I don't think artists are reliable, however, at making their work socially useful. Some will be more responsible than others, but the work's capacity to survive depends on its ability to produce engaging interpretations whenever and wherever it finds itself. Do we want to be good citizens or servants of a system we may or may not approve of? The inconvenience that artworks present to pragmatic or utilitarian attitudes provokes both resentment and hopefully unanticipated insight.

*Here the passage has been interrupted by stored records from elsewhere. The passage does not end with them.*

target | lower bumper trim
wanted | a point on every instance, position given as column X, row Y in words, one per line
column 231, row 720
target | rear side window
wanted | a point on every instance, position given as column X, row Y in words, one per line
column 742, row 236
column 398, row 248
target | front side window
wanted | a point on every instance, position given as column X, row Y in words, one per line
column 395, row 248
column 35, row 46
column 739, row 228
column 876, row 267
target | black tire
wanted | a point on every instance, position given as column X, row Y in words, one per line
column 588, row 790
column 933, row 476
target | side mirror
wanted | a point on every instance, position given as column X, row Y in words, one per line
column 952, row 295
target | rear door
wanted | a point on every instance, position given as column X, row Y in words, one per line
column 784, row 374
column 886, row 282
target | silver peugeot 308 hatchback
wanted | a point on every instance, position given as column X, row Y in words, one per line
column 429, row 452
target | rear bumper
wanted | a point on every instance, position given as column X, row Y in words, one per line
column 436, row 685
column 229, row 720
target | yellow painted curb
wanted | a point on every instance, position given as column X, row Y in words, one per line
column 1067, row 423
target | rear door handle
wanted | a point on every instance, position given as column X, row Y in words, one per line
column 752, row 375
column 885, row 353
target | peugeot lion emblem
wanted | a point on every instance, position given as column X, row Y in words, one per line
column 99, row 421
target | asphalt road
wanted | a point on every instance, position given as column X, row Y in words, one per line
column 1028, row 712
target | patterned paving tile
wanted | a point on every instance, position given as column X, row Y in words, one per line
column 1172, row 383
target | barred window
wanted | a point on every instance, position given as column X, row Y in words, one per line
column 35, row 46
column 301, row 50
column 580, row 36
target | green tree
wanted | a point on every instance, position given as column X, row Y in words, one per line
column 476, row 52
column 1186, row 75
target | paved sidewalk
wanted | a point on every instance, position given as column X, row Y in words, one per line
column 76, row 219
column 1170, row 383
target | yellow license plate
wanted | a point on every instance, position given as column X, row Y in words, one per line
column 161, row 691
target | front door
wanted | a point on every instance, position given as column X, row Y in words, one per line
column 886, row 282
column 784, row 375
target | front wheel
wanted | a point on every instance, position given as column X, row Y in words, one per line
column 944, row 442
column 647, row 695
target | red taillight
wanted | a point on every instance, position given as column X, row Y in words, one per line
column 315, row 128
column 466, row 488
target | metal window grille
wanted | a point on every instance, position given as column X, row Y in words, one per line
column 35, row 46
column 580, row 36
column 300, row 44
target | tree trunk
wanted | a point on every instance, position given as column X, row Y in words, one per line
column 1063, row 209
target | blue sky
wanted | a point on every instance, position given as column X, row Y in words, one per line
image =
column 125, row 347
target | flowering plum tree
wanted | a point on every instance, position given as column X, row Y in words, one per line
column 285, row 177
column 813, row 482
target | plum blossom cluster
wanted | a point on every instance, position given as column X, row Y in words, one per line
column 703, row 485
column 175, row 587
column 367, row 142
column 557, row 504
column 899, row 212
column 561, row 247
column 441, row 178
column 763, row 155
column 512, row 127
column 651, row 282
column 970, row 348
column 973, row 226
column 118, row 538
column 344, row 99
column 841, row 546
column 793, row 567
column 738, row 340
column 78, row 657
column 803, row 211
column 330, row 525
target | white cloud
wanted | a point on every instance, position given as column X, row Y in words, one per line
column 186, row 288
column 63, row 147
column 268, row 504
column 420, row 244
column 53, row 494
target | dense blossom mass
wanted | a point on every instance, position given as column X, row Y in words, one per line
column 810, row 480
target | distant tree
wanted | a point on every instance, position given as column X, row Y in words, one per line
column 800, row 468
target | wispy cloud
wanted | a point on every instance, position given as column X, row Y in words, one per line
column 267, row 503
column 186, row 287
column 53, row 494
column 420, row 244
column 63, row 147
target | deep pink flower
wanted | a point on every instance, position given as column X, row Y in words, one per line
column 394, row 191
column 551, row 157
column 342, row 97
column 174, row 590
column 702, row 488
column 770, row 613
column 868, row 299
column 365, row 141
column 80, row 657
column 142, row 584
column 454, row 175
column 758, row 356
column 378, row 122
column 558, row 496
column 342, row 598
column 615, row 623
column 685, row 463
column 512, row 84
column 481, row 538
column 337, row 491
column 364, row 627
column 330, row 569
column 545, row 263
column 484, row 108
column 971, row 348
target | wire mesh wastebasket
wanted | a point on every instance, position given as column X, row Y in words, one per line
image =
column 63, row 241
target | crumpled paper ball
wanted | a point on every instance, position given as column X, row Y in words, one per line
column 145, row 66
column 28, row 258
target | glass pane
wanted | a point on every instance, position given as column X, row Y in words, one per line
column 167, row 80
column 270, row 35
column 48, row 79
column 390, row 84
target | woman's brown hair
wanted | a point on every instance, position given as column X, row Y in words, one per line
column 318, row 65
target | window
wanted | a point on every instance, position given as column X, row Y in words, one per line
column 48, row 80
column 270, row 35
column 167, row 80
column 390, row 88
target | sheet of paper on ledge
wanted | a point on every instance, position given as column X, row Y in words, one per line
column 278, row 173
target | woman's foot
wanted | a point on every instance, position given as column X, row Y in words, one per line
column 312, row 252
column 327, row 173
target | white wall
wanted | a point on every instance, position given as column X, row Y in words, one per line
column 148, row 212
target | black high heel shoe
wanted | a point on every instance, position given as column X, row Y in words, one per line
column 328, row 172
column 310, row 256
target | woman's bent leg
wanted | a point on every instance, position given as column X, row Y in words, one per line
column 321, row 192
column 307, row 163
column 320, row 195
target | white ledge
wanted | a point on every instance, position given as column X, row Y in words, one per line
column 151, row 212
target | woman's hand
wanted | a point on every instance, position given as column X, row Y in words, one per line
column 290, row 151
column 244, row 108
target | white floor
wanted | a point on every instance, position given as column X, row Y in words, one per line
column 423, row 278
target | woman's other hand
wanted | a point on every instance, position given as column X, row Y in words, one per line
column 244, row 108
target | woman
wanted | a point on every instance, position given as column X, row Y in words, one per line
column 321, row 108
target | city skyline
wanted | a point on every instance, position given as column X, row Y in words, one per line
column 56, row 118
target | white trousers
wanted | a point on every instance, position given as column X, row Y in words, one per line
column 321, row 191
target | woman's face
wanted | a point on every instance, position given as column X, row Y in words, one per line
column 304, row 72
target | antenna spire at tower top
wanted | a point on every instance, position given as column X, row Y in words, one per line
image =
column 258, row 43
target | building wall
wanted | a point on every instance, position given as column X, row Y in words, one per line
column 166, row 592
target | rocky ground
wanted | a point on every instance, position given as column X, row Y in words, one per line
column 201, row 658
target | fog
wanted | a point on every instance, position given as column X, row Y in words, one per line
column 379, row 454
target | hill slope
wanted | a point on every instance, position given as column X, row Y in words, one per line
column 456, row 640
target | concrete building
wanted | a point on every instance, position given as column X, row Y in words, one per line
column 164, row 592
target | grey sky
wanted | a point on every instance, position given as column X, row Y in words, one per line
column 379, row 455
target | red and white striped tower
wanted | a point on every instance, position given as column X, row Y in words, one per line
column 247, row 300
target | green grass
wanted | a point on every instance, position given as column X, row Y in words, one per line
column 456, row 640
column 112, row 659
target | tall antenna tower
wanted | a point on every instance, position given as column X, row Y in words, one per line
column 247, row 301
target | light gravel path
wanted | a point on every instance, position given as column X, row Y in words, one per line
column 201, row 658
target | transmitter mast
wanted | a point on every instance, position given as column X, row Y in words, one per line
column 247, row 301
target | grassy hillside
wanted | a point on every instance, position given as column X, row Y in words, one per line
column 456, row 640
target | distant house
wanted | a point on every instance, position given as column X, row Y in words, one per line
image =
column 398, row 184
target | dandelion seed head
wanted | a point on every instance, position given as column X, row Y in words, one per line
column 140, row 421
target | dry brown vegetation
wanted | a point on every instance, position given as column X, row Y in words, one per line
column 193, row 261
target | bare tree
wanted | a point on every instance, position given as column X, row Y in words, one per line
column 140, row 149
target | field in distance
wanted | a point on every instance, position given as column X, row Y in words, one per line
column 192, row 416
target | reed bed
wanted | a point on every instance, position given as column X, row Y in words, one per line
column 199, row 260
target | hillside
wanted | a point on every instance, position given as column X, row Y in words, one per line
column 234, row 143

The meaning of an artwork is promiscuously slippery, ambiguous and, like artists, not very dependable. Contexts come and go while attitudes within the work often seem to evaporate or shift. The U.K. has recently been embracing new art as an instrument of public policy to promote "diversity, access, relevance, civic pride, community innovation and social inclusion." A recent show at the Met of Renaissance art from Delft had many examples of astonishingly beautiful art that beamed with unambiguous civic pride. Does collectively embraced new art necessarily satisfy an appetite to feel good about ourselves? Works we love often seem to aid insights that come from us, not necessarily about ourselves but issuing from our best self. These special works seem to have significance above the others by virtue of their capacity to bring us a heightened sense of our singularity on the shared plane of culture. Some works almost seem to reorganize themselves as we change over the years; they grow with us and share our power to resist and assimilate.

I feel the artwork's relative uselessness is one source of its enduring radical value. Maybe that's my motivational fiction. If we can't be outside the spectacle, at least our metaphors will continue the always unfinished job of imagining and desiring an outside, that perhaps things are more mutable than we thought.